Nothing as beautiful as pursuing Christ together!
But wait! It begins with YOU pursuing Christ FIRST.
He alone fills His “God hole” – your spouse will therefore not be god, an idol, competing with God, but a CO-worker with you in the Lord’s vineyard.
Acts 6:3 – Therefore, brothers, choose from among you seven men with good reputations [men of godly character and moral integrity], full of the Spirit and of wisdom, whom we may put in charge of this task.
“Choose… men… who are known to be full of the Spirit and wisdom.”The word here is “CHOOSE”. So you too have a choice of choosing a man who is filled with the Spirit of the Lord, alive in Christ and bearing fruit of that testimony of their salvation.

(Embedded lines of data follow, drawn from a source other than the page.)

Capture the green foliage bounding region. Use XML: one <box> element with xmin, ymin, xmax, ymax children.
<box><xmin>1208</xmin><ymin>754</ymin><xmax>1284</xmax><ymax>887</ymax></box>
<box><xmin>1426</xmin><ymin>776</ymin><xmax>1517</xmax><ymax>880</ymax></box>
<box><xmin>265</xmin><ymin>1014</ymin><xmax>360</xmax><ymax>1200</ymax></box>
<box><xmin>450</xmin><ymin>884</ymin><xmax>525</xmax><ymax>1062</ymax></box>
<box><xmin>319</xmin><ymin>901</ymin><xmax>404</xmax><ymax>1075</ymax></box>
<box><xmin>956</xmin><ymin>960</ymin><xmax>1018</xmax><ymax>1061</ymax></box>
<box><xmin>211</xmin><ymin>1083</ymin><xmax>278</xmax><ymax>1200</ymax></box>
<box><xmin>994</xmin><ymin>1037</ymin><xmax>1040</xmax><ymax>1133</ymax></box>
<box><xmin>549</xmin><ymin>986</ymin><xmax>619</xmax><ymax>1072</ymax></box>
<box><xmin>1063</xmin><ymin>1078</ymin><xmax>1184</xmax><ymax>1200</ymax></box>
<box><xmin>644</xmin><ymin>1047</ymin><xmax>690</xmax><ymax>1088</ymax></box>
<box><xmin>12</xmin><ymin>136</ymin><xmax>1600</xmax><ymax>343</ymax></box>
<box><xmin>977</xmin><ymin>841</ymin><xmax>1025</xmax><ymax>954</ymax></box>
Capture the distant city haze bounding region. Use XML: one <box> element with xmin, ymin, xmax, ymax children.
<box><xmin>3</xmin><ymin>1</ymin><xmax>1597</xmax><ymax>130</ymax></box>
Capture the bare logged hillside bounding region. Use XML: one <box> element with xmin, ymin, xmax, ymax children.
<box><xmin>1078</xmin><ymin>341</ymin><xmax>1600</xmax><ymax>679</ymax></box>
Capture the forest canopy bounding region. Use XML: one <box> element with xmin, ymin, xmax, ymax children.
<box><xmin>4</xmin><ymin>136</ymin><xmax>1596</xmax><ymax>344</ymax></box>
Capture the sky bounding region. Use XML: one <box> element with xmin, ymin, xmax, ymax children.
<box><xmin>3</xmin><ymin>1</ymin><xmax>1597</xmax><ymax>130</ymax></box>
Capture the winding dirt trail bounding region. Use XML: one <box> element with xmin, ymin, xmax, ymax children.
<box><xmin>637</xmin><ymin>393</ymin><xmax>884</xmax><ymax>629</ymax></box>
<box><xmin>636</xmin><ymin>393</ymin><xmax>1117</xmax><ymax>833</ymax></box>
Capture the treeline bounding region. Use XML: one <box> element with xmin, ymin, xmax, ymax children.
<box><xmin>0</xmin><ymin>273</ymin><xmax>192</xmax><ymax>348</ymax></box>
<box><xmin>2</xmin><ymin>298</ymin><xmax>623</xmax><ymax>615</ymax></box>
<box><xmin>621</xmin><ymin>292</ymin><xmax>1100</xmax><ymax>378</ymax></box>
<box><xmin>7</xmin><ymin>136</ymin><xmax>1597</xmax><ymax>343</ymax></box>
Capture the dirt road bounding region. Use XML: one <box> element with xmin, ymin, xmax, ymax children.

A man who is full of Godly wisdom.
But how can you know that he has the Spirit of the Lord when you have not invested your time in Christ? Now, does that happen nowadays? Ladies keep saying that there are no good men left, and yet, marriages are still thriving, weddings being officiated. Where is the disconnect?
This is where the disconnect is. You cannot desire a good man, yet you are not yet a virtuous woman. You cannot know how to choose if you don’t invite the author of marriages to vet your choices. You may sincerely desire a godly marriage but are ill equipped for it.
If you desire a marriage more than the Lord of the marriage, then you are ill equipped. If marriage is what you desire so as to be happy and joyous and purposeful, then you are ill equipped.
If you think that having a man who says “I love you” every day will make you happy, then you are ill equipped.
If Christ is at the back seat as you make your choices about relationships, then you are really ill equipped.
If you trust your understanding more than you trust in the Lord’s guidance, then you are ill equipped.
If your relationship doesn’t inspire godliness in both of you, then you are ill equipped.
If you find yourselves competing with God in your relationship, then you are really ill equipped.
It’s one thing to desire marriage, and it’s another thing to be equipped for marriage. It all begins there. Your choice of a spouse.
If you chose wrongly, you kill your purpose. If you chose right, you build your purpose. It no longer becomes two, but one. Stronger, bigger, deeper, better, great.
You won’t regret making a choice founded on that basis – the basis of God’s word, not the standard of the world.
Can this honestly be said about your current relationship? Are you excusing the red flags in your relationship because you desperately want a wedding? A bling? A title – Mrs? “Is he a man full of the Spirit and wisdom”? If not, are you sure you want to settle?